Odd Couple

In the modish 1997 thriller Open Your Eyes, Spanish heartthrob Eduardo Noriega played a troubled narcissist trapped in a serial nightmare, possibly of his own creation. In Cameron Crowe's remake, Tom Cruise plays a troubled narcissist trapped in several pounds of injury makeup, as well as in Crowe's dither over whether to keep faith with the original or make it over as Jerry Maguire with a bit of Spanish lace. Shot for shot and word for word, much of Vanilla Sky is a copy slavish enough to make you wonder why the militantly uncynical Crowe even bothered—beyond Paramount's hope that without subtitles, the respectable box office racked up by Open Your Eyeswould soar into the millions.
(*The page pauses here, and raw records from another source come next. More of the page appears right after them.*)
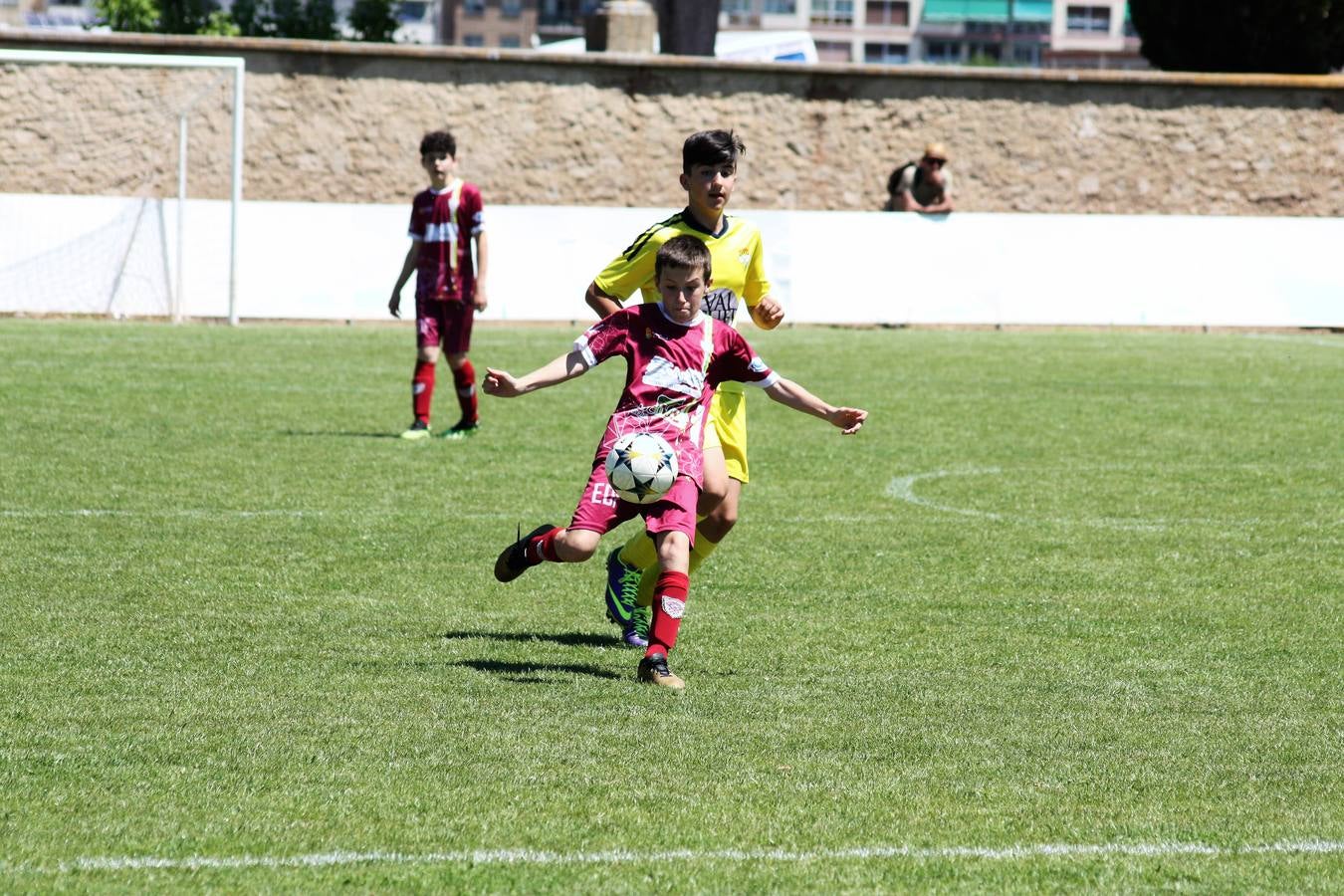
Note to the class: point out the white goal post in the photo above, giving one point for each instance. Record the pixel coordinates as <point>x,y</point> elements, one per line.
<point>146,61</point>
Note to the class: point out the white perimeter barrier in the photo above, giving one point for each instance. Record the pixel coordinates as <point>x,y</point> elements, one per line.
<point>338,262</point>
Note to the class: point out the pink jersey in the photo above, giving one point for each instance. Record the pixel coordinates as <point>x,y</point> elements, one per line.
<point>444,222</point>
<point>671,373</point>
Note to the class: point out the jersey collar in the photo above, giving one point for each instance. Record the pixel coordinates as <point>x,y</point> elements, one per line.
<point>695,225</point>
<point>694,322</point>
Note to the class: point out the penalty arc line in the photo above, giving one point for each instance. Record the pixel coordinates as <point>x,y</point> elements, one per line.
<point>1313,846</point>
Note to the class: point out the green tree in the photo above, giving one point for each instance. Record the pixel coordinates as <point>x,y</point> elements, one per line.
<point>320,20</point>
<point>285,19</point>
<point>221,24</point>
<point>1290,37</point>
<point>372,20</point>
<point>249,18</point>
<point>127,15</point>
<point>184,16</point>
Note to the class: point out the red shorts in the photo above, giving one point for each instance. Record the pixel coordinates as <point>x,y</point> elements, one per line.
<point>601,511</point>
<point>448,323</point>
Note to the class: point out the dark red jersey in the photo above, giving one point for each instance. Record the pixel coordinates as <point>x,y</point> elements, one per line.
<point>442,223</point>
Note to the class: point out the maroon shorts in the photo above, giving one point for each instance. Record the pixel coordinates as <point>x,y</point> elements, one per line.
<point>444,323</point>
<point>601,511</point>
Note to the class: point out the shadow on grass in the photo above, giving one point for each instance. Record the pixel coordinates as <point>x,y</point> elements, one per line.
<point>537,672</point>
<point>566,638</point>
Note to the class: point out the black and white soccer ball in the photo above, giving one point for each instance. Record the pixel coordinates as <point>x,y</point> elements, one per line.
<point>641,468</point>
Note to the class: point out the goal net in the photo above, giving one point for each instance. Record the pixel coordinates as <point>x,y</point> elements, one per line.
<point>121,181</point>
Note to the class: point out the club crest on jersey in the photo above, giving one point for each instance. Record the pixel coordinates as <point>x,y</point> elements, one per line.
<point>664,373</point>
<point>675,607</point>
Though overstuffed and burdened with a surfeit of style over substance, Open Your Eyes—which was directed by Alejandro Amenbar, who also made the recent hit The Others—is powered by two expertly interlocked stories that, taken together, probe the limits of paranoia and desire in a corporate culture. In one, a young man in a face mask sits in a prison cell, reluctantly revealing to a psychiatrist the dreams or experiences that may have brought him to commit a murder. Tortured by gnawing uncertainty about whether a corporate someone was out to get him or whether he was dreaming his own terrors and desires, the guy's a wreck. Crowe is diligently, dully mimetic in his fidelity to Amenbar's dark vision, but it's clear that his heart lies with the love story that emerges from the young man's narrative.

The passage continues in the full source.